For a novel, or other fictional work to be actionable, its detail must be convincing. The description of the fictional character must be so closely aligned with a real person that someone who knows that person would have no difficulty linking the two. And, there must be an implicit belief that what the author wrote – notwithstanding disclaimers – was true. What about a fictionalized autobiography?  If a character (i) is depicted in a defamatory manner; (ii) is recognizable; and (iii) a reasonable reader can understand the defamatory statement to refer to the that person, there's no veil of fiction to hide behind for purposes of libel law.   

Happily for writers (and The Weekly World News) when the original upon which a fictional character is based sues the claim generally doesn't survive summary judgment. That's because courts recognize a number of defenses and privileges to defamation claims, including substantial truth and statements of opinion. Another reason many defamation lawsuits fail is that the plaintiff fails to make their case.  Under U.S. defamation law the plaintiff bears the burden of proving the defendant acted negligently.

Despite the breathing space the First Amendment affords writers, not all libel-in-fiction lawsuits are resolved in favor of the author,  their publisher or producer partners.

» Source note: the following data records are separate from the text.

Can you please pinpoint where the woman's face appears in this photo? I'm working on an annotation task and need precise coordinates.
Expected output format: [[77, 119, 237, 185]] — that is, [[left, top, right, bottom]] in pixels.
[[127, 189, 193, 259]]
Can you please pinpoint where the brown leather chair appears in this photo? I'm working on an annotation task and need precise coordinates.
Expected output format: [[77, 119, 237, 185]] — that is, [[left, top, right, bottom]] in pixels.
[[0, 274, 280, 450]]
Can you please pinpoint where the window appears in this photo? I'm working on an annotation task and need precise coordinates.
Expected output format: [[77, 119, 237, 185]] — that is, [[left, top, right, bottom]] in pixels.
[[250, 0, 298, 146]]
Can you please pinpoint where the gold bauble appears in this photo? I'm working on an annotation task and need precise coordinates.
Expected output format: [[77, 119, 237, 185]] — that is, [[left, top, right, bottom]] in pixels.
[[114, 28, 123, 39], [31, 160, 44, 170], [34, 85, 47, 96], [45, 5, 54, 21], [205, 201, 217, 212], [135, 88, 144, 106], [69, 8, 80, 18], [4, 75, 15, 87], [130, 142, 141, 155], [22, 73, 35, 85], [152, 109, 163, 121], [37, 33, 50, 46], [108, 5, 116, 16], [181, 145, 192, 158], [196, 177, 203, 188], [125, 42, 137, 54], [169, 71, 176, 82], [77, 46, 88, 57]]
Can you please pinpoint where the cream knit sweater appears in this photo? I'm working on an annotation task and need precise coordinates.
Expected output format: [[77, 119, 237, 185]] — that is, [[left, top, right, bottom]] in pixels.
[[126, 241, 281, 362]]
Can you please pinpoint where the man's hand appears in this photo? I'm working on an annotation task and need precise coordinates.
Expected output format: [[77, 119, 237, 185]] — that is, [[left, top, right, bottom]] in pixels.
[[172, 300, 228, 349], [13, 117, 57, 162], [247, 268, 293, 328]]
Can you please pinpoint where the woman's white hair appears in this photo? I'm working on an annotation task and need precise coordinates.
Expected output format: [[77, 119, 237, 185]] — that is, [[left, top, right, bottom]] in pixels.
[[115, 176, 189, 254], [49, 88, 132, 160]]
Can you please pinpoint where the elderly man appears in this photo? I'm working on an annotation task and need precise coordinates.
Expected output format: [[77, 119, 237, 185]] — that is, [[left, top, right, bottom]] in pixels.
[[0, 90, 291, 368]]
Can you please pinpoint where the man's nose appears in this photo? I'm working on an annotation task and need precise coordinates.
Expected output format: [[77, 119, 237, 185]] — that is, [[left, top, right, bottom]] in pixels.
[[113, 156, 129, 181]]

For example, in 2009 in the “Red Hat Club" case, the plaintiff was awarded $100,000 in damages by a Georgia court for a fictional portrayal modeled on her. The “original” claimed that her fictional double, falsely depicted in the bestselling novel as a sexually promiscuous alcoholic who drank on the job, defamed her.  From a libel defense perspective, this drawn-from-life portrayal failed, in part, because the author (and former friend) included personal characteristics that made the plaintiff recognizable, and mixed them with other traits that were false and defamatory, but, still believable.

Now back to your question. Are you sure you never identify the real person who inspired your main character? Aside from their name, can they be identified from their ethnicity, appearance, historical, employment or other details found in your book, so that someone who knew them (or knew of them), could identify them and assume that the statements in your book were truthful? While you may not identify your ex-friend by name, if you haven’t completely disguised the person, the likelihood of a successful claim for falsely portraying them increases. Is your friend a public official or public figure?  If so, they have another hurdle to jump.  Unless he can prove by clear and convincing evidence that what you wrote was deliberately or recklessly false, there's a good chance - but no guarantee - you'll be excused from liability under what's known as the "Actual Malice Standard."

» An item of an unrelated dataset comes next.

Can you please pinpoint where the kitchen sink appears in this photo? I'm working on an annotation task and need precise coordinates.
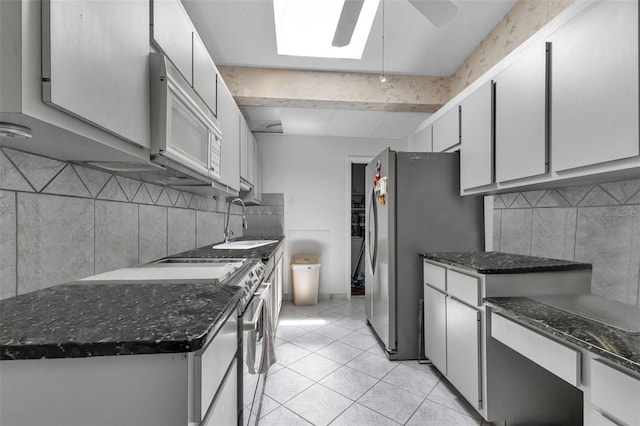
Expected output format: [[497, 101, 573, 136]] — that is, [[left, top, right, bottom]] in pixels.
[[213, 240, 278, 250]]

When Fiction & Reality Collide

Merely changing the name of your friend isn’t enough.  You might consider transforming him beyond recognition. Why? Courts consider plausibility.  A broadly drawn caricature of your friend, which is difficult to reconcile with your ex-friend, can be an effective device to stave off a libel lawsuit. For example, Kim Pring, a former Ms. Wyoming, sued Penthouse over an article that described Ms. Pring’s ability to cause men to levitate by performing oral sex. Initially, the Federal District Court found for Miss Pring awarding her $26.5 million in damages.  On appeal, however, the Court of Appeals reversed the decision holding that no reasonable person could believe that was described was actual facts. Be outrageous. If the reader accepts the novel as pure fiction, libel will not be found.  Parody – if done properly can take the chill out of free speech.  [Note the italicized “if”].  If done improperly, and the hypothetical reasonable reader thinks your failed parody conveys actual facts, the First Amendment may not be available to you.  "Obvious cues" like levitation or time travel can help telegraph what is First Amendment protected fiction from fact. When it doubt, have the book vetted by a publishing attorney.        
Here’s a run-down of a few techniques that can minimize the chance of getting sued for libel in fiction: (a) use disclaimers (more about that later); (b) disassociate the doppelgänger from their real-life counterpart by writing composite characters; (c) depict but do not disparage; and (d) wait for the real-life person to die before publishing your fiction. Under U.S. libel law, if the original is dead their estate cannot sue for libel (unless the suit was begun while the deceased was still alive).  If (d) gives you an additional reason to outlive your literary prey, consider it my gift to you. And remember, he who laughs last, laughs best. With regard to option (d), revenge is best served cold at your publication party -- preferably with a Sauvignon Blanc, Riesling, or Gewurztraminer. 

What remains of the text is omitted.